TBSテレビ 日曜劇場『半沢直樹』公式サイトより

 そんな中、ドラマの制作現場でもここ昨今謳われ続けていた「働き方改革」の流れで、事前にすべて収録済みであったために難を逃れ、予定通り放映開始されたドラマもあります。しかし、そんな作品のスタッフも、ただホッと胸をなでおろすというわけにはいかないようです。

NHKやテレ東のドラマが予定通り放送されているワケ

 ここ数年、一般企業のみならず、テレビ・映画業界にも押し寄せてきた働き方改革の波。制作に時間のかかる4K撮影の関係もあり、余裕を持った制作スケジュールで動きだし、放映開始前までに撮影が終了しているという現場も珍しくなくなりました。  NHK朝の連続テレビ小説も、月~土曜の週6日放送だったのが、働き方改革などの理由で今作『エール』より週5日放送に短縮されました。その事実があるように、日本の公共放送であるNHKは地上波各局の中でも一番“働き方改革”に対して厳しい姿勢で取り組んできました。コロナ禍突入1カ月以上経過している今でも『エール』をはじめ、様々な4月クールのNHKのドラマが今のところ予定通り放映されているのを見るに、かなり余裕のある進行をしていたことが予想できます。
(画像:連続テレビ小説「エール」オリジナル・サウンドトラック プレスリリースより)
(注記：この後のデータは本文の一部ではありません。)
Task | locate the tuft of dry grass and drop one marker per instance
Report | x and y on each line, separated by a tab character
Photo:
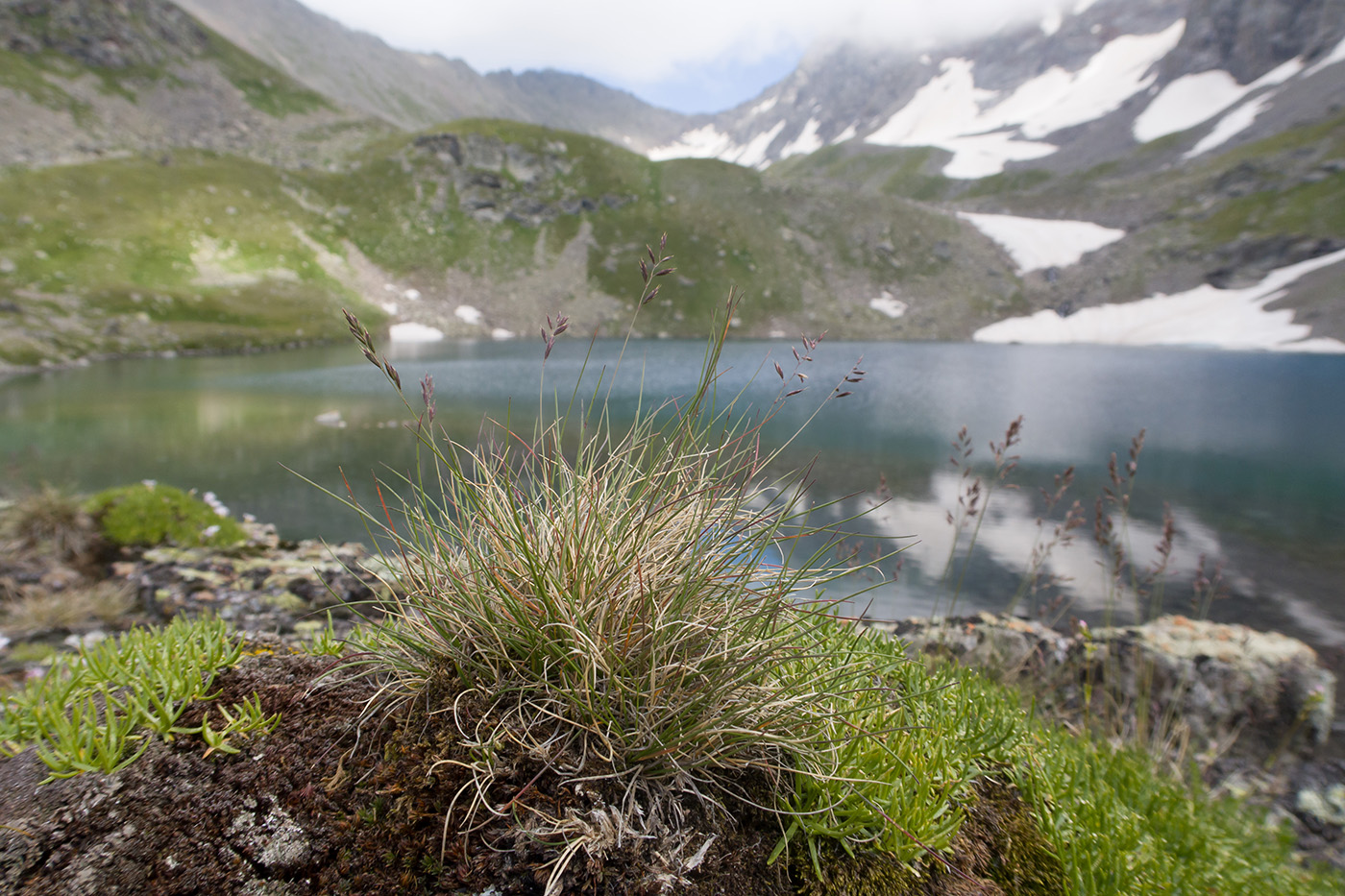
53	522
37	611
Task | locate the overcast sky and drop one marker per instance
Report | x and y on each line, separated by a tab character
692	56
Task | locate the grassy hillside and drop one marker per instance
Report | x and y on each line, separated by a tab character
199	251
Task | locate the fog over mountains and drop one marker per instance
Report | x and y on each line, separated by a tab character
1136	171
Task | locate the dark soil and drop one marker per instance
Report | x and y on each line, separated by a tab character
330	805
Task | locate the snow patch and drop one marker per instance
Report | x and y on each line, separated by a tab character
766	105
806	141
1329	60
753	154
844	134
709	143
1203	316
888	304
1051	22
1234	123
413	332
982	130
1036	242
1194	98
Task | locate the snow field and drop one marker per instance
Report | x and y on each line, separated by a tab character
1201	316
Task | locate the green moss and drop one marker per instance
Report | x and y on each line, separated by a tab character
265	87
150	514
26	74
1008	182
204	252
1313	208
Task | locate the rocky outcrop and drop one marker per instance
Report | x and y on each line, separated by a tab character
1248	37
1204	684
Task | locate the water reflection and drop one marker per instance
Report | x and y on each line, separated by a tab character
1243	446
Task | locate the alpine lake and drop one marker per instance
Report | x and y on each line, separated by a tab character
1246	449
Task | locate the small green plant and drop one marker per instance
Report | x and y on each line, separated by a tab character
325	641
98	709
148	514
598	601
50	520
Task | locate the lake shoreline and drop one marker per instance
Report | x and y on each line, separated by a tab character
296	593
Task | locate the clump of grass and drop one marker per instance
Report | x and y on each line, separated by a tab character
51	521
604	600
37	611
150	514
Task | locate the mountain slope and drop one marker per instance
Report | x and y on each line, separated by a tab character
416	90
1069	93
84	80
480	230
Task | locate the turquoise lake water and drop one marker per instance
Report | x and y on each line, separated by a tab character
1247	449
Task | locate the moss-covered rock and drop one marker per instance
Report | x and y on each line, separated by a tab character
150	514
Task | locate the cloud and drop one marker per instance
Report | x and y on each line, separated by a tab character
638	44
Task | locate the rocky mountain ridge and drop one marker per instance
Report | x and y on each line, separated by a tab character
414	90
1062	94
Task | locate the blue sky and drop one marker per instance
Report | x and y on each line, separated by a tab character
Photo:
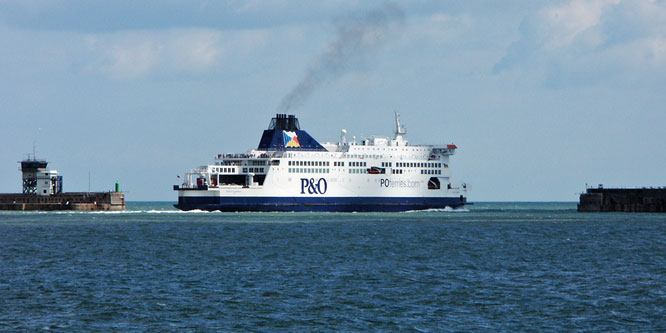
541	97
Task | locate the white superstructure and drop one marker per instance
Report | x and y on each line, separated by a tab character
291	171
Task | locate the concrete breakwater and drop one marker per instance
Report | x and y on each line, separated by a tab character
64	201
623	200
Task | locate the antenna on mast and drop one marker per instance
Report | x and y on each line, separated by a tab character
399	129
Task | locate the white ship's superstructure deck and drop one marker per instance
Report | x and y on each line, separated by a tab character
290	171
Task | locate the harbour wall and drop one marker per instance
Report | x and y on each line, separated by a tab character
623	200
91	201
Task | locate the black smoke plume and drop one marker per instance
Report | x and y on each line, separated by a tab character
354	39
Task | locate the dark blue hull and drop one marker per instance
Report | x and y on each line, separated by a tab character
310	204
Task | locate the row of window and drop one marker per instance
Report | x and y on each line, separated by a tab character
309	170
308	163
254	170
224	170
418	165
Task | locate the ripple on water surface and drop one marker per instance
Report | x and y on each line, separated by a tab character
491	267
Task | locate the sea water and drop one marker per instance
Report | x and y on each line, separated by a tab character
489	267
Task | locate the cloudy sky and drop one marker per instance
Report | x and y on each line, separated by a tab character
541	97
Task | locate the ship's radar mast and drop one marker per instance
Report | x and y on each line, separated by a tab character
399	129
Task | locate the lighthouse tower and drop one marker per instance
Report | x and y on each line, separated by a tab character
38	180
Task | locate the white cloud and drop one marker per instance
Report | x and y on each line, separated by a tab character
133	54
567	22
581	40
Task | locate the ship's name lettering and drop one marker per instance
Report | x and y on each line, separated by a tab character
314	187
399	183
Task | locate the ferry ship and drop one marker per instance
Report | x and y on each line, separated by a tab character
291	171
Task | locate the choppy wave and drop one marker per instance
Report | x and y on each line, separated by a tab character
446	209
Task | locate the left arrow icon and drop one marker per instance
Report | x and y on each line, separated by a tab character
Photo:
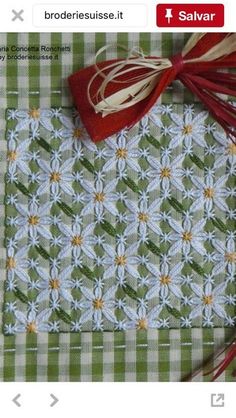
15	400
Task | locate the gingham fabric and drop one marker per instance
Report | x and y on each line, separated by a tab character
164	355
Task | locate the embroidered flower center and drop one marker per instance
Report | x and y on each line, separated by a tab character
33	220
12	155
121	153
99	197
187	236
77	240
34	113
78	133
209	192
187	129
231	257
98	303
165	279
11	263
31	327
208	300
232	149
165	172
54	284
121	260
142	324
143	217
55	176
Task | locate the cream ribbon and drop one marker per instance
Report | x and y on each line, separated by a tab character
143	85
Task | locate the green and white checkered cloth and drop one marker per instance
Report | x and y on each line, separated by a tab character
155	355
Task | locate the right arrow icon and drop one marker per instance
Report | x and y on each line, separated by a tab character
55	400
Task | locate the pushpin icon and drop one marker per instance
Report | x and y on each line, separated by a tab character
168	15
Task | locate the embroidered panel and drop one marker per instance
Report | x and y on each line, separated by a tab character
135	232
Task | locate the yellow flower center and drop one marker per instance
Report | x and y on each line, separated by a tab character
187	236
99	197
187	129
143	217
231	257
77	240
98	303
209	192
33	220
34	113
78	133
12	155
165	172
120	260
31	327
55	177
142	324
121	153
165	279
54	284
11	263
232	149
208	300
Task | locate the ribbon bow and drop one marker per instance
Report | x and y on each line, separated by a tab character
116	94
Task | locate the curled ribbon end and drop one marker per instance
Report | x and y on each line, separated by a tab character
177	62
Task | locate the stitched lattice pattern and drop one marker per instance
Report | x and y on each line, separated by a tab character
134	232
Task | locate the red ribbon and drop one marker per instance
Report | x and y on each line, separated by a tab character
222	366
205	79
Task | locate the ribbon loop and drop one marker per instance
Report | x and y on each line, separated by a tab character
116	94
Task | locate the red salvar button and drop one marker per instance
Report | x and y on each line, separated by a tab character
189	15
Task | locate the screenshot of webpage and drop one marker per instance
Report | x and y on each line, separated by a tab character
117	208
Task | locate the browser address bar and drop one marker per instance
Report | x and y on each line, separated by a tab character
89	15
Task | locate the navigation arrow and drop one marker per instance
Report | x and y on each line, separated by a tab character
15	400
55	400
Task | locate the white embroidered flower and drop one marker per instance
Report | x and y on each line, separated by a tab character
33	323
99	197
56	177
142	217
226	150
188	129
55	284
209	193
75	136
98	305
123	152
187	236
165	280
121	261
16	264
33	118
154	115
208	300
225	258
33	221
165	173
142	319
17	155
77	240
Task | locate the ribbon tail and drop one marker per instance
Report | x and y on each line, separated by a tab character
221	110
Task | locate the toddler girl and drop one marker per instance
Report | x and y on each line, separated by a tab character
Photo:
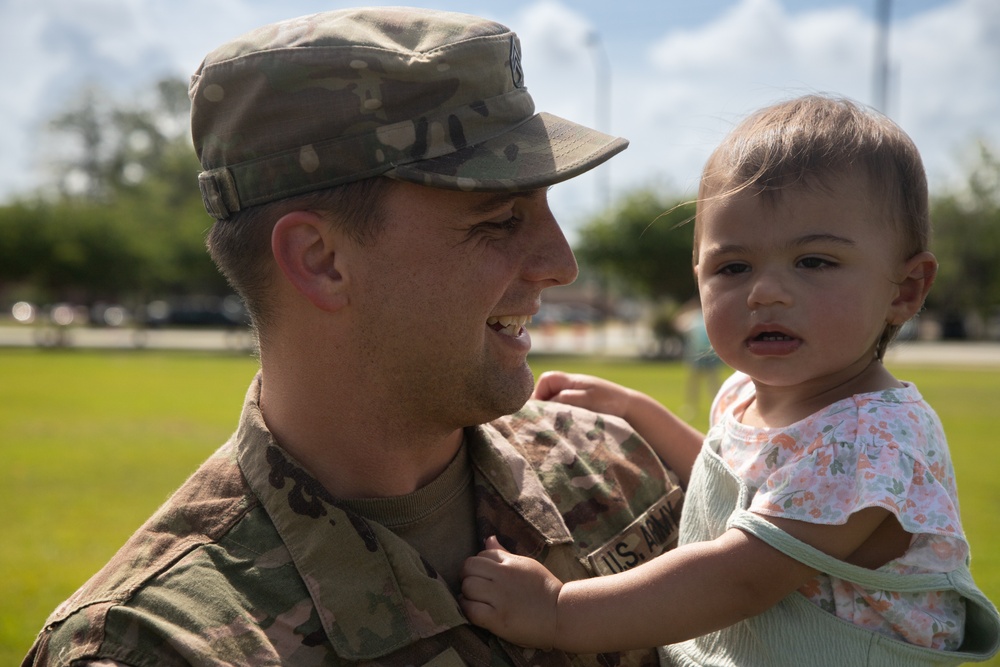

(画像:連続テレビ小説「エール」オリジナル・サウンドトラック プレスリリースより)

 製作委員会制で作られているテレビ東京系ドラマの一部も同様で、なかには半年前に撮影完了したドラマもあるとか。製作委員会制の余裕を持ったスケジュールは、働き方改革という点もありますが、コンテンツビジネスとしての側面から、各媒体に事前に納品しなければならないためという理由もあります。  現在、無事に放映されているドラマの中で繰り広げられている、飲み屋で仲間と酒を酌み交わしたり、大きなオフィスに出勤するなどのコロナ上陸前の何気ない光景は、もちろん事前に撮影が完了したもの。日常を描きながらもまるで別世界のような印象なのは当然ですが複雑ですね。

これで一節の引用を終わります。